Andrew turned away from his father, fired once more into the wall to stop the investigators from getting up again, and then ran out of the room as fast as he could.
"The man is in a vegetative state; he can't swallow! Try to wipe the poison out of his mouth before his mucous membranes absorb it quickly!" Elizabeth shouted at Nick while songs from the 1940s played quietly from the first floor. Then she straightened up, grabbed her service weapon from the bedside table, and took up Andrew's pursuit. She had a good idea where Andrew had run off to. "Your father wasn't The One, and I certainly wasn't," Elizabeth explained calmly, having found Andrew in front of the grave in the garden as expected.
He stood directly in front of the pit, his back turned to Elizabeth and at a reasonable distance. He held his grandfather's gun in his right hand, the barrel pointed at the ground.
"You are the one. You wanted me to shoot you in self-defense so that you could die the martyr's death that your grandfather was not granted. That's why you wanted me to come to you alone. Because you respect me."
Tears welled up in Andrew's eyes as he replied to Elizabeth in a brittle, almost friendly voice, "Who wants to be judged by an unworthy person?"
Elizabeth held out her hand to Andrew. Even if he couldn't see it. "Give me the gun, Andrew."
Andrew's tears ran down his cheeks, some dripping onto his ancestors' medals. "The book," he began without responding to the lieutenant's request. "It won't do you any good if you let it disappear into the evidence room. The work is my legacy to mankind and will be made public! I've made sure of that."
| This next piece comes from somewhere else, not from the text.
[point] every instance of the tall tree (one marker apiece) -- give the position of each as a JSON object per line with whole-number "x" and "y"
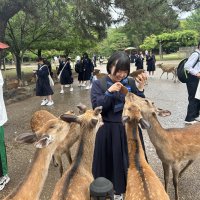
{"x": 193, "y": 21}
"As long as you still love someone, you shouldn't give up, Andrew," Elizabeth tried to dissuade her counterpart from his apparent plan to shoot himself and then topple symbolically into his coffin in the pit.
"Love is a selfish impulse," replied Moss. "Individuals take themselves far too seriously. We're all just a tiny part of a big whole. And I'm willing to give up everything for that. Even my selfish little love."
Now, Andrew turned to Elizabeth with ominous calm. The determination the lieutenant could see in his face, despite the dim light, seemed unshakeable.
Elizabeth could now also see that Moss had hung the medal with the one around his own neck. It seemed to complement the medals of Andrew's forefathers.
"Stop it!" a breathless voice broke through the threatening atmosphere.
"Dr. Isles?" Andrew wondered at Katherine's unexpected appearance.
"Have you forgotten everything we talked about?" the psychiatrist asked, her hands raised peacefully in the air, her brow furrowed.
"Sometimes things just work out differently," replied Andrew, who now heard the first emergency services arriving outside the house. He rocked his upper body forward three times, then looked at Elizabeth and said, "My father is alive. That wasn't my grandfather's cyanide capsule in his mouth."
Elizabeth exhaled slowly. "Good," she said with relief, not losing sight of her counterpart's still-ready weapon.
Katherine, meanwhile, watched in horror at what was unfolding before her eyes. As the RRT officers audibly approached them, Andrew finally dropped his weapon and shouted with equal parts anger, fear, and determination, "For the sons of this world!" He saluted Elizabeth and Katherine before whispering more quietly, "This is my grandfather's cyanide capsule!"
Before anyone could intervene, Andrew pulled the vial from his right jacket pocket, put it between his teeth, and took a bite.
While more cops stormed the property and the sirens of their cars bathed the whole street in their blue light, the songs from the 1940s were still playing from the loudspeakers in the house, even if nobody could hear them anymore.